Ending child marriage is simply a matter of human rights — no child should have their future stripped from them.
But a new report by the World Bank found that there are economic benefits to ending child marriage that could improve the educational attainment of girls, increase women’s expected earnings in the labor force, and reduce mortality rates and population growth.
The World Bank study says that ending child marriage by 2030 could generate well over $60 billion annually for West and Central Africa — home to six of the 10 countries with the highest rates of the practice worldwide.
According to UNICEF, four in 10 girls in the region are married before the age of 18.
“When [children] marry as children, before the age of eighteen, they tend to have more children over their lifetime and also more children earlier," Quentin Wodon, a lead economist for the World Bank, told Voice of America. "So that reduction in fertility has an impact on population growth, and what happens is that if you reduce population growth, then GDP per capita will increase."

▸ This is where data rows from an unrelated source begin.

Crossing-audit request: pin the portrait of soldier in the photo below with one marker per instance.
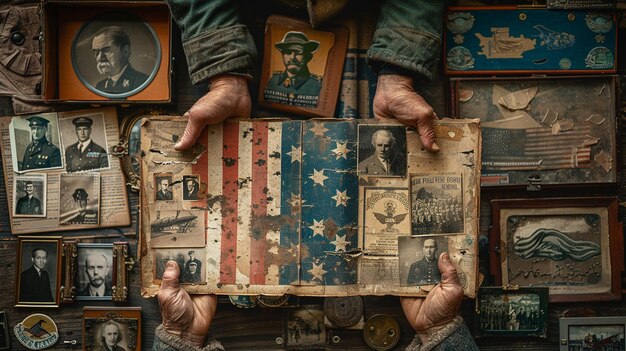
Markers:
(83, 214)
(295, 85)
(425, 270)
(35, 281)
(386, 159)
(85, 154)
(40, 153)
(29, 204)
(96, 269)
(112, 50)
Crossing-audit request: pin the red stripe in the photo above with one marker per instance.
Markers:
(259, 203)
(230, 193)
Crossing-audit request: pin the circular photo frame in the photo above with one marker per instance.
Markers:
(116, 54)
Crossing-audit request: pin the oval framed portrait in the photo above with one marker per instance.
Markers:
(116, 54)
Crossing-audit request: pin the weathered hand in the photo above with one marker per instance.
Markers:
(186, 316)
(228, 96)
(442, 303)
(396, 98)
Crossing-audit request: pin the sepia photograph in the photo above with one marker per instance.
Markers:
(84, 142)
(94, 272)
(80, 198)
(35, 142)
(382, 150)
(116, 55)
(419, 259)
(29, 195)
(38, 271)
(112, 328)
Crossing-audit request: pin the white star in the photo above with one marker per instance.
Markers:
(319, 129)
(318, 177)
(341, 150)
(341, 198)
(318, 228)
(296, 154)
(317, 271)
(340, 243)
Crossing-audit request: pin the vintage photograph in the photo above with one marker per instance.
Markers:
(94, 271)
(386, 216)
(38, 271)
(163, 184)
(569, 245)
(116, 55)
(519, 312)
(35, 142)
(382, 150)
(418, 258)
(112, 328)
(29, 195)
(592, 333)
(190, 261)
(191, 187)
(305, 326)
(84, 142)
(436, 204)
(80, 198)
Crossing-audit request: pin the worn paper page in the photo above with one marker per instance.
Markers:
(106, 200)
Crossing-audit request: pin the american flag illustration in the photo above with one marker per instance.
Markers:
(282, 202)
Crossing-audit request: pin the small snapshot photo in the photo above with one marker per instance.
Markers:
(163, 184)
(35, 142)
(190, 261)
(112, 328)
(38, 271)
(84, 142)
(80, 198)
(116, 54)
(191, 187)
(382, 150)
(419, 259)
(29, 195)
(94, 272)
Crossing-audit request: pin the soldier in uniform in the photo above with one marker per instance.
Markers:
(295, 85)
(85, 154)
(40, 153)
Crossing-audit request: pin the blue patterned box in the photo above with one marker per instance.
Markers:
(494, 40)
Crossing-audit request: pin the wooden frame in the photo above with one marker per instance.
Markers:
(43, 254)
(127, 320)
(511, 312)
(571, 245)
(592, 333)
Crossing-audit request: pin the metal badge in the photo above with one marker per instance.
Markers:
(343, 312)
(381, 332)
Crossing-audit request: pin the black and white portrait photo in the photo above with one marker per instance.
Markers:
(80, 198)
(38, 271)
(116, 55)
(382, 150)
(29, 195)
(419, 259)
(94, 272)
(84, 142)
(35, 142)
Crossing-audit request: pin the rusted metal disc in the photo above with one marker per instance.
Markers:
(343, 312)
(381, 332)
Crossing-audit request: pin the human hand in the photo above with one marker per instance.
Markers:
(441, 304)
(228, 96)
(189, 317)
(396, 98)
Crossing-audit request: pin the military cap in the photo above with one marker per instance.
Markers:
(80, 194)
(297, 38)
(37, 121)
(82, 122)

The report also looked at earnings for women who were married as girls. In the six countries that account for two-thirds of the region’s population, women married as girls have lost out on over $8 billion in income and it’s most likely to increase if trends continue, according to the report.
Another benefit of ending child marriage would be the reduced rates of maternal and child mortality and food insecurity. Globally, the estimated benefits of lower under-five mortality and malnutrition could reach more than $90 billion annually by 2030, according to the report.

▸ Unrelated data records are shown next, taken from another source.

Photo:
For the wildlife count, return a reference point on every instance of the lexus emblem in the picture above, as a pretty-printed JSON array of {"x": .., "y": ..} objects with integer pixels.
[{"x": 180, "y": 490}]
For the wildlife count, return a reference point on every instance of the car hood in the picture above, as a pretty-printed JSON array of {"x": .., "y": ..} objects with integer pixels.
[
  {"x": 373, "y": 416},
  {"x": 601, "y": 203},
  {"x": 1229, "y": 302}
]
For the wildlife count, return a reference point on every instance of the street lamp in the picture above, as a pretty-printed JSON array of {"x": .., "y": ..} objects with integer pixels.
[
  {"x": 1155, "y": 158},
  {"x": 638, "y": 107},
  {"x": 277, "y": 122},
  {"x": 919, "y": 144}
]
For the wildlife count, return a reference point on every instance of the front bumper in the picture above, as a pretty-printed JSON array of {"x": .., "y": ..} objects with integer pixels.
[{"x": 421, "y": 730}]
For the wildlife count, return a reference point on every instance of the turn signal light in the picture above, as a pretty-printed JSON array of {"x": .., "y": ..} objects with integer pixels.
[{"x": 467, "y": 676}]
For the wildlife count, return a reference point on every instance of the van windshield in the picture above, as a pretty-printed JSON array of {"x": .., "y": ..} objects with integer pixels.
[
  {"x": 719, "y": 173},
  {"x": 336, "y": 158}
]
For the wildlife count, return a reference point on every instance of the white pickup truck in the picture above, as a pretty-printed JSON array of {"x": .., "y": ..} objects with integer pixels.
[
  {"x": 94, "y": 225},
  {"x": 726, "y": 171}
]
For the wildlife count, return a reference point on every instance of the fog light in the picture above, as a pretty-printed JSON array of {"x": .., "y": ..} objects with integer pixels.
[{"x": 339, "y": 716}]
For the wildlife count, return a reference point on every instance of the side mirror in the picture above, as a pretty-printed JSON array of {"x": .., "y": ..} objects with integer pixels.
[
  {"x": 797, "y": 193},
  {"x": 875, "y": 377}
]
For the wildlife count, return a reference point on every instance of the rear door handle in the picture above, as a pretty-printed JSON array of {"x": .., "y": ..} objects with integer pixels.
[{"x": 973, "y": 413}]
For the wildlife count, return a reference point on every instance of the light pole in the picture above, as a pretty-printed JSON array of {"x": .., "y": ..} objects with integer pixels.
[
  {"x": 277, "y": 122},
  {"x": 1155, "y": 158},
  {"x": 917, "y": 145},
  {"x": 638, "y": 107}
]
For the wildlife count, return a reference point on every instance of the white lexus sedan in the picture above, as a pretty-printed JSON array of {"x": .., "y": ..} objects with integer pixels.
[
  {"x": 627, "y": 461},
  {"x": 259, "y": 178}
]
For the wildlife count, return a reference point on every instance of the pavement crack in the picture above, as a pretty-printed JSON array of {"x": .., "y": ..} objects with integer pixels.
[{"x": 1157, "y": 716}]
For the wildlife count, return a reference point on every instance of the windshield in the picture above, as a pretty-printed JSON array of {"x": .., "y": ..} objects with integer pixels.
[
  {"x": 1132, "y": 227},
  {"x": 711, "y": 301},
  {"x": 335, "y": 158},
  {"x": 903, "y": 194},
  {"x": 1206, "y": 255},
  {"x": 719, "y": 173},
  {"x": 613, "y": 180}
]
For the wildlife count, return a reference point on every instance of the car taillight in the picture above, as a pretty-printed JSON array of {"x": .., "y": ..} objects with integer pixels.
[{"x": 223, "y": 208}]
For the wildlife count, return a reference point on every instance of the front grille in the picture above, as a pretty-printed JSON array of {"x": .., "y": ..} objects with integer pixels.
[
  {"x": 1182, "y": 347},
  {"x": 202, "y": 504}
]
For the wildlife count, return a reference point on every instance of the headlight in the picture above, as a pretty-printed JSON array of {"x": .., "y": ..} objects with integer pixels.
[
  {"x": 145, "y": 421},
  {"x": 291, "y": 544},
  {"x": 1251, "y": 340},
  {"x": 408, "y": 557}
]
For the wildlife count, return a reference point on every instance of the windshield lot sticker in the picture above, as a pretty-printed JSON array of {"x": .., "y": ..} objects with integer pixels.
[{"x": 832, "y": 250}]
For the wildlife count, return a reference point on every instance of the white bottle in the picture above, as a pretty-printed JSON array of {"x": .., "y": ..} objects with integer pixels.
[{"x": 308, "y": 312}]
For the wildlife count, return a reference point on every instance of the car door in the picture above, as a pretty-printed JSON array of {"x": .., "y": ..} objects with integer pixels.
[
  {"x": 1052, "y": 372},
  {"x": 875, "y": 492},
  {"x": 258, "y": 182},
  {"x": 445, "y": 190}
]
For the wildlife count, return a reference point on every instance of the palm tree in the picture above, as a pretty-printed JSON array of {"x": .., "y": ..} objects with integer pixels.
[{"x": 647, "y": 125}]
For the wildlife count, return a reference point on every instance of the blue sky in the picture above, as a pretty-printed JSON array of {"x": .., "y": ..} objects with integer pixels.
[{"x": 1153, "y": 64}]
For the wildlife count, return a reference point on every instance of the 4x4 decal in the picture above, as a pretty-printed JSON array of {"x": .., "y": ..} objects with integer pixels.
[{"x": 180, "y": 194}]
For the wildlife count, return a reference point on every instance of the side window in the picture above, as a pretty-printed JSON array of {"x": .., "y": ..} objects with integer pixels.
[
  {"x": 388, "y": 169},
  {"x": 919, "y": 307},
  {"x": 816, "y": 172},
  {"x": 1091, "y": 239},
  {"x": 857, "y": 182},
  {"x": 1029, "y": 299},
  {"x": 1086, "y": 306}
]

“I think it has to do partially with the enormous levels of poverty here," Mabel van Oranje, the chair of Girls Not Brides, told Voice of America. "It also has to do a lot with social norms, tradition. You know it’s an honorable thing to make sure that your daughter is married at a young age, and parents think that they do the right thing."

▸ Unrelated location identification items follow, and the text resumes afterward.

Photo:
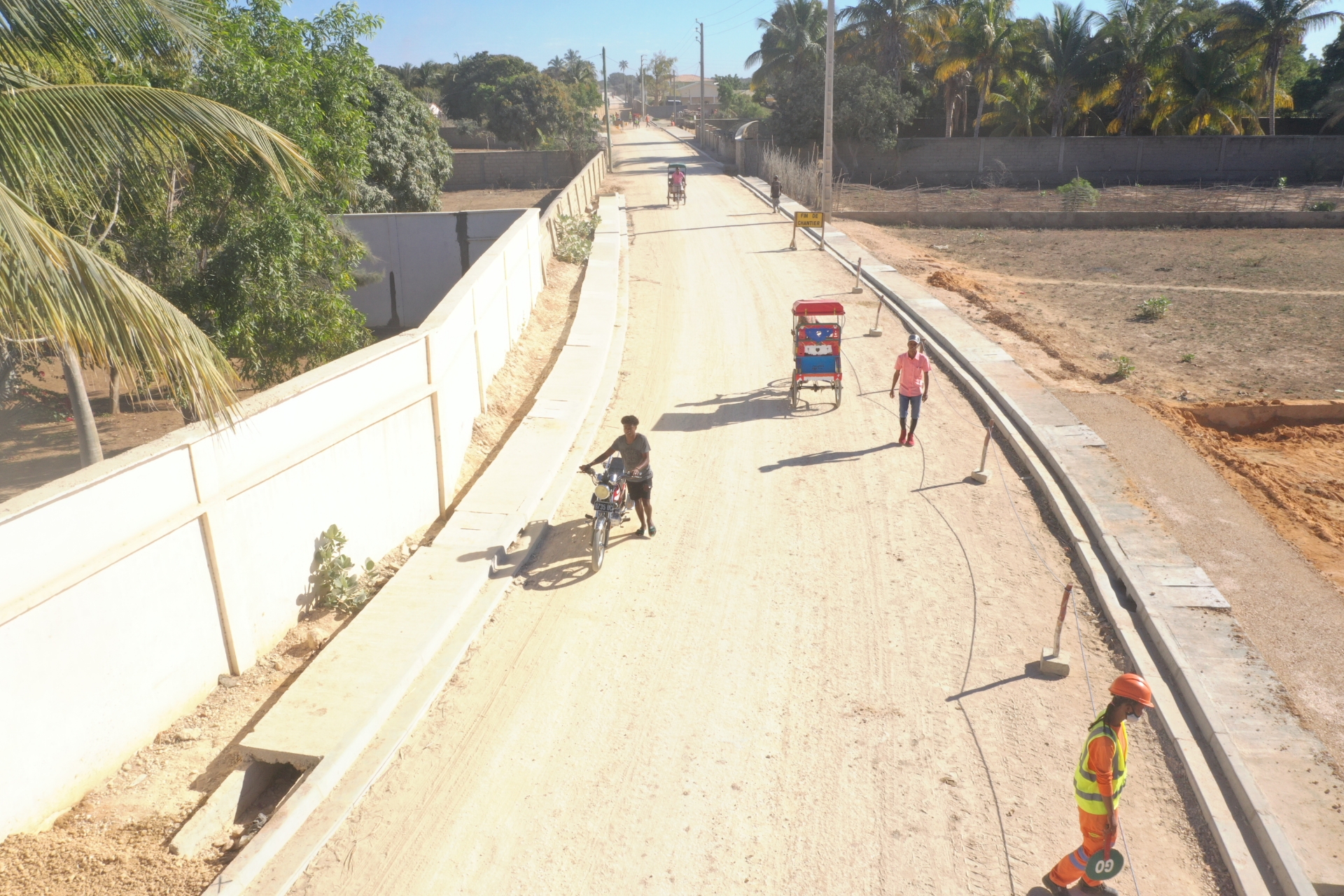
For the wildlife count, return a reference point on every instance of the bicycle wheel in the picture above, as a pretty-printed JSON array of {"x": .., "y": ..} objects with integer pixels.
[{"x": 598, "y": 543}]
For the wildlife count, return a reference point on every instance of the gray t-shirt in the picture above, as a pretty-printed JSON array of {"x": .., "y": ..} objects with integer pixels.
[{"x": 634, "y": 453}]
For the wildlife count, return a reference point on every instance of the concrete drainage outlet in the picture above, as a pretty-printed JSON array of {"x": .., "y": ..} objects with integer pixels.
[{"x": 237, "y": 811}]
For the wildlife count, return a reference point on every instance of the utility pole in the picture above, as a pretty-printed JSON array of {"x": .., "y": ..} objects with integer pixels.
[
  {"x": 701, "y": 136},
  {"x": 827, "y": 149},
  {"x": 606, "y": 104}
]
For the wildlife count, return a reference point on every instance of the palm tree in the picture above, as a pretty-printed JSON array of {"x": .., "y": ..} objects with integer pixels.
[
  {"x": 1278, "y": 24},
  {"x": 1016, "y": 109},
  {"x": 981, "y": 46},
  {"x": 1066, "y": 55},
  {"x": 1140, "y": 36},
  {"x": 897, "y": 33},
  {"x": 73, "y": 140},
  {"x": 793, "y": 35},
  {"x": 1206, "y": 92}
]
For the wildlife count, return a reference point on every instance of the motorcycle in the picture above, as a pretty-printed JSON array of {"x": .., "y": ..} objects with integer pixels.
[{"x": 610, "y": 507}]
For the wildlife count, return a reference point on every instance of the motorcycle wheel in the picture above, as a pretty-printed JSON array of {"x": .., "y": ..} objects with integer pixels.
[{"x": 600, "y": 530}]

Only four West and Central African countries have developed strategies for ending child marriage — Nigeria, Burkina Faso, Ghana and Chad, according to Oranje.
Niger has the highest rate of child marriage in the world. If child marriage and teenage pregnancies were eliminated, the population would be 5% smaller by 2030.
Some countries are already making strides in reducing child marriage.
Gambia, Guinea Bissau, Togo, Ghana, and Rwanda’s child marriage rates have declined between 40% to 60% over the past 25 years, UNICEF reports.
In order to end child marriage, officials say it’s important for girls to stay in school, because it makes them less likely to get married and have children.
“Getting girls to schools should be our top priority,” Fatoumata Ndiaye, UNICEF’s Deputy Executive Director said. “Not only because it equips girls for life, but it also helps to lift their families, their communities, their countries out of poverty.”